Thursday, November 20, 2008

Capital Preservation

The world financial system is in turmoil. Something like twenty trillion dollars of equity has vanished. The American automobile industry is on the verge of bankruptcy. Rescues and bailouts seem to be as effective as a lifeboat in a tsunami.

If it has not affected you, it has certainly affected people you know. Those who still have jobs are surrounded by empty workstations. Along with sympathy for their former colleagues, they also feel anxious and demoralized.

Winning and losing seem no longer to be in question, since there are not going to be any big winners any time soon. Even Warren Buffett's fund is getting crushed.

The real issue is survival, having enough resources to fight again. More prosaically, the question is how to preserve capital. How can you hold on to what is left of a job, a career, a brokerage account, a real estate investment, or a retirement fund?

Capital is a financial resource that can be invested in production. You use capital to buy the plant and equipment that will manufacture the products whose sale will give you a return on your investment.

Thanks to economists, sociologists, and psychologists we now know that there are other kinds of capital, all of which are essential to our socio-economic well-being. These too need to be invested, grown, and preserved. They are: human capital, social capital, and psychological capital.

They have been usefully distinguished as follows: human capital is what you know; social capital is whom you know; psychological capital is who you are.

In other words, human capital is your knowledge and experience; social capital is your connections; psychological capital is your character.

In time of trouble we should develop strategies for preserving, and even increasing, each of them.

In most cases, when you lose your job, your human capital remains intact. You may not be using it productively, and you may suffer for its inanition, but it is still yours, and it is portable. Think of the mortgage banker who goes to work for the government on a mortgage program.

The exception occurs when the skill set you have developed is rendered obsolete by changing circumstances. The world's leading expert in producing buggy whips lost his human capital when the automobile was mass-produced.

Most people spend considerable time and effort growing their human capital. They take extra courses, study on their own, and enter retraining programs.

When your investments have suffered severe losses, it is a good opportunity to increase your human investment capital, thus to learn more about markets and to work harder managing your money. Similarly, many laid-off investment professionals are now returning to graduate school.

Social capital is a different story. When you lose your job or a large part of your wealth, it will quickly impact your social activities.

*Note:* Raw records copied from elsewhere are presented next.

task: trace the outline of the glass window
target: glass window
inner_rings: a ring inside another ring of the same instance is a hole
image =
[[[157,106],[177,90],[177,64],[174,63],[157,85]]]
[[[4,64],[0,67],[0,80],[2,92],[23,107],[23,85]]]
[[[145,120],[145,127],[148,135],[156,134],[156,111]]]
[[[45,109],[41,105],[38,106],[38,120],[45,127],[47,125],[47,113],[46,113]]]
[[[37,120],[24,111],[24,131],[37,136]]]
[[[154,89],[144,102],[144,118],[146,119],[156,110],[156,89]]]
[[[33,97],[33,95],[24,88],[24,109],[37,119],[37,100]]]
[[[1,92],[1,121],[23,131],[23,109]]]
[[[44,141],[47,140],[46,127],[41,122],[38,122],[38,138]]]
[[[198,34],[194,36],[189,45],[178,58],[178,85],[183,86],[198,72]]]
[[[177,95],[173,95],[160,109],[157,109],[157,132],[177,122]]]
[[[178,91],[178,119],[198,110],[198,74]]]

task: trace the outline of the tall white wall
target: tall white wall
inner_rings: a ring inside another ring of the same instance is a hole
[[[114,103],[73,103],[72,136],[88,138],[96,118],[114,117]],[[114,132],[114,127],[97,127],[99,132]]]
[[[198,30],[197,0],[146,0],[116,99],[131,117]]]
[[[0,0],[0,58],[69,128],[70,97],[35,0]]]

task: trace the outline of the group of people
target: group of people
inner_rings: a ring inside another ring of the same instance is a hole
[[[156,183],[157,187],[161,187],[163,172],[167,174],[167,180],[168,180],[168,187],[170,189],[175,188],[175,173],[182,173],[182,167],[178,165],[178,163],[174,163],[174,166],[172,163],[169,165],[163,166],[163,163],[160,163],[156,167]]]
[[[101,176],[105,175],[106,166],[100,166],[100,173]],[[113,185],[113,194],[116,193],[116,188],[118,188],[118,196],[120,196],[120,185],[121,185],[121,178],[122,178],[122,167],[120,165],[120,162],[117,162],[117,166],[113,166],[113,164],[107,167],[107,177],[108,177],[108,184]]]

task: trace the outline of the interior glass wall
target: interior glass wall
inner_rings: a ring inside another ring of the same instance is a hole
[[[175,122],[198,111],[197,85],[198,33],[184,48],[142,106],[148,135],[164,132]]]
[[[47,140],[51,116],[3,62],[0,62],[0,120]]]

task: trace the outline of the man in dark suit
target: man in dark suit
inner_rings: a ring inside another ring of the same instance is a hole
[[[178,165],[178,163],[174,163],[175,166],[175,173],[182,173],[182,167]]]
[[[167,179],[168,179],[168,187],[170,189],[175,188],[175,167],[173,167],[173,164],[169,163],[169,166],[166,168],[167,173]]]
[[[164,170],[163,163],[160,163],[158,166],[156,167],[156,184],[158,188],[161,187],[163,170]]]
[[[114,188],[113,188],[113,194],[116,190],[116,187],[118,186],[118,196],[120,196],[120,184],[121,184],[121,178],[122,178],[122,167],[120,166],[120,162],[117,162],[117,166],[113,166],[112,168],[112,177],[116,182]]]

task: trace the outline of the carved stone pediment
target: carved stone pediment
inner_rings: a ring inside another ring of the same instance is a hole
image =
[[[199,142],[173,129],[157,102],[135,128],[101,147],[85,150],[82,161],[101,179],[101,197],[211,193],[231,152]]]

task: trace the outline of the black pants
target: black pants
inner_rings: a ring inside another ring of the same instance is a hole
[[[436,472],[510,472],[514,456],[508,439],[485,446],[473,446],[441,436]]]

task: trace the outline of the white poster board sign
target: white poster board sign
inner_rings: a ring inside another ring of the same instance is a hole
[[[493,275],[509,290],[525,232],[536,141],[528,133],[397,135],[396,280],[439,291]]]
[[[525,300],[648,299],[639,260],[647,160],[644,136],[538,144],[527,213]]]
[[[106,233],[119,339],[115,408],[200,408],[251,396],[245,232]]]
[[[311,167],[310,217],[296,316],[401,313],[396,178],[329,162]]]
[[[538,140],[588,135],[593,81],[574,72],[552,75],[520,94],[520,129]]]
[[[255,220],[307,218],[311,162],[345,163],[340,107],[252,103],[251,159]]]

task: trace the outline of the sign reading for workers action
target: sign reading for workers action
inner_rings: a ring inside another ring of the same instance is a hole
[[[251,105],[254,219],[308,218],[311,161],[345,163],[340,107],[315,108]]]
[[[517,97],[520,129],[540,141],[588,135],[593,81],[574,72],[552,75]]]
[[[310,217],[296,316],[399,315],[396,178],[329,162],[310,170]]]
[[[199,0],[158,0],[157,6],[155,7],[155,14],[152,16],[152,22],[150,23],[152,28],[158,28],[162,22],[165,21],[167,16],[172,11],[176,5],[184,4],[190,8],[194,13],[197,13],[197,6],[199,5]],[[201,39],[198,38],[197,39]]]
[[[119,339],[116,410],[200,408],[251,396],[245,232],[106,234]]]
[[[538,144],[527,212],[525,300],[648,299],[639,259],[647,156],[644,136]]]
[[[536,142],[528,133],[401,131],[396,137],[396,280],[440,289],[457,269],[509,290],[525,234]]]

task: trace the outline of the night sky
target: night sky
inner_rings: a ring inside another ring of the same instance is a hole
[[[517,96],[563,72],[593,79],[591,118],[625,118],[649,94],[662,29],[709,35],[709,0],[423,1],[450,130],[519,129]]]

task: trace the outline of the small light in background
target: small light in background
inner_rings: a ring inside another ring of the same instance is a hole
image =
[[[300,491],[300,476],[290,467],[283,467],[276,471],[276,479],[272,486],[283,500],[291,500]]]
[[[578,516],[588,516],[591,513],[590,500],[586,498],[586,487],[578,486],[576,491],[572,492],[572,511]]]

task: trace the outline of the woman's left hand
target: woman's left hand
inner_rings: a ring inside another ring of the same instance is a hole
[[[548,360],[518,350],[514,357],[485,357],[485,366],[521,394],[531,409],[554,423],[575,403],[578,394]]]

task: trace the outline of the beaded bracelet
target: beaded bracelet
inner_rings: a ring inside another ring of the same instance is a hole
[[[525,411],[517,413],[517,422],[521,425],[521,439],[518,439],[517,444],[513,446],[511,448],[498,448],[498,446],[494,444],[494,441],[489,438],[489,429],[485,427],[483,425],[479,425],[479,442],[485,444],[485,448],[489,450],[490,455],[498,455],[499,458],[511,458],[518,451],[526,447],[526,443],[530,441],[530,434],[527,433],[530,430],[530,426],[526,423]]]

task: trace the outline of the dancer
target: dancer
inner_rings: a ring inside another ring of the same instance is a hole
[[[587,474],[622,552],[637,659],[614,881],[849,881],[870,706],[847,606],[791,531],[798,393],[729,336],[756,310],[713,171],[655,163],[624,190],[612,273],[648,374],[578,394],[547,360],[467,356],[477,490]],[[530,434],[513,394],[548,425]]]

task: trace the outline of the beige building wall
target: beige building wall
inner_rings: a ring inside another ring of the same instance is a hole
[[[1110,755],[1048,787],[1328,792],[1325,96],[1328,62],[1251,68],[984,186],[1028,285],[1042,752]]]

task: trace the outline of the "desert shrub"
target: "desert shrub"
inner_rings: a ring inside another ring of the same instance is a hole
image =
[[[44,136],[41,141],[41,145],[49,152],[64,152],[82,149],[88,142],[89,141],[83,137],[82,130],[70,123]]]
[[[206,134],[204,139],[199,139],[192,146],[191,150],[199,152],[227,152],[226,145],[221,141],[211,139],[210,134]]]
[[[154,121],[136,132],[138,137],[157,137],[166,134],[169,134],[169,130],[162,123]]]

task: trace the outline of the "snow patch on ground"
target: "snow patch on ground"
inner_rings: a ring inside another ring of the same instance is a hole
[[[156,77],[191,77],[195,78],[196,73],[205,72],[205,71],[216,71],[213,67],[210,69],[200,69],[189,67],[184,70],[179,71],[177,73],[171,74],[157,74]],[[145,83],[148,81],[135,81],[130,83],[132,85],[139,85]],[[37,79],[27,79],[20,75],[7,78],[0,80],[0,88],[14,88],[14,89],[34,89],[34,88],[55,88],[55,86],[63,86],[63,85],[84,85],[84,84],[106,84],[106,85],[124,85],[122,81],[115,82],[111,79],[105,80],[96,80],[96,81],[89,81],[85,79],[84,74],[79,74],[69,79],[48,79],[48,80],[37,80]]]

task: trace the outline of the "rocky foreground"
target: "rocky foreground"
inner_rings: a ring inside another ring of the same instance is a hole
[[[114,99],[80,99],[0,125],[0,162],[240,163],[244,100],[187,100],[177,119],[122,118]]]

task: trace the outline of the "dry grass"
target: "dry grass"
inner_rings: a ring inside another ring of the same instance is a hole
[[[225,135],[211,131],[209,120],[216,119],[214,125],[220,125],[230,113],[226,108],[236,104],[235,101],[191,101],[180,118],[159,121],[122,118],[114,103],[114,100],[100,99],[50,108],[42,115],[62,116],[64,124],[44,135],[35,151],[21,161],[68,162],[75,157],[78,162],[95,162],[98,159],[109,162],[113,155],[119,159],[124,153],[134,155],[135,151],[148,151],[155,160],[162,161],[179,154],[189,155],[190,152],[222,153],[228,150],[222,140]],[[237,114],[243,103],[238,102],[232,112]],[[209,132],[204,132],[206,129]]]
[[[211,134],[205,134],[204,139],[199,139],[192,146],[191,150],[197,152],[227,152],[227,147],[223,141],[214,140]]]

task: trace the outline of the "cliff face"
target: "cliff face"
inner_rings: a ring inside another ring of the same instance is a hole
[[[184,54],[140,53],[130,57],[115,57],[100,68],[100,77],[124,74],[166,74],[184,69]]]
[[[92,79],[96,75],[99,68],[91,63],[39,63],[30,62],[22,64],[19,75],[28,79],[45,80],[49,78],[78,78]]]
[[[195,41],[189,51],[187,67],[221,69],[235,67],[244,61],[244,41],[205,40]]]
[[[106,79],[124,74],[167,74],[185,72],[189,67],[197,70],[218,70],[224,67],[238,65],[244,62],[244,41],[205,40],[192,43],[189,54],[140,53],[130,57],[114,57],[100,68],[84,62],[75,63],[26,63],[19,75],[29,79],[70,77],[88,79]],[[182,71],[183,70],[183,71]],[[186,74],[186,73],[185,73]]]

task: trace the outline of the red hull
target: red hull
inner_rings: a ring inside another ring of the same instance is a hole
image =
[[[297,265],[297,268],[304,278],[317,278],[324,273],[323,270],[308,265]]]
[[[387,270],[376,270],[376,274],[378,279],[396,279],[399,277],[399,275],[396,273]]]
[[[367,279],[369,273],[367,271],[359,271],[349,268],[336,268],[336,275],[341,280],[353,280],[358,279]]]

Jobs provide us all with social networks, routines, and rituals. Even if you have not lost your job, when many of your colleagues lose theirs, you will have lost social capital. Your everyday social interactions will be negatively affected.

If you suffer a loss of income or wealth you will not be able to afford certain social activities: charity events, country clubs, dinner out with friends, and vacation trips.

Even if you substitute picnics in the park and and golf on the public course, you will feel diminished for not having the same old gang around.

Social capital can be preserved and even rebuilt, but it takes effort, especially when so many people are not feeling very sociable, and when those who are cannot afford the activities they used to enjoy in the past.

Of course, most people will simply adapt to the new circumstances by finding different ways to socialize. Given the loss of financial capital, extravagant spending is no longer the admissions ticket to social life.

When you cannot use your human capital effectively and when you have lost a significant part of your social capital, you are going to feel demoralized. You will have lost psychological capital: the confidence, optimism, and resiliency that would help you to overcome your current problems.

Psychological capital is necessary to rebuild your wealth. It takes courage and character to start over again, to address current problems constructively, and to readjust expectations, habits, and routines.

In my 1996 book "Saving Face" I wrote that psychological capital corresponds to what the Chinese call "face." This term refers to self, but it is more about how others see us than about how we see ourselves.

Clearly, the two are not contradictory. If you are good to your word, people will look forward to their appointments with you. If your good character causes others to have confidence in you, you are more likely to have confidence in yourself. If your good character makes you a trustworthy and reliable member of a community, you will be more likely to respect yourself.

Practice the virtues that constitute character-building and you will build up the psychological capital you need to garner future success.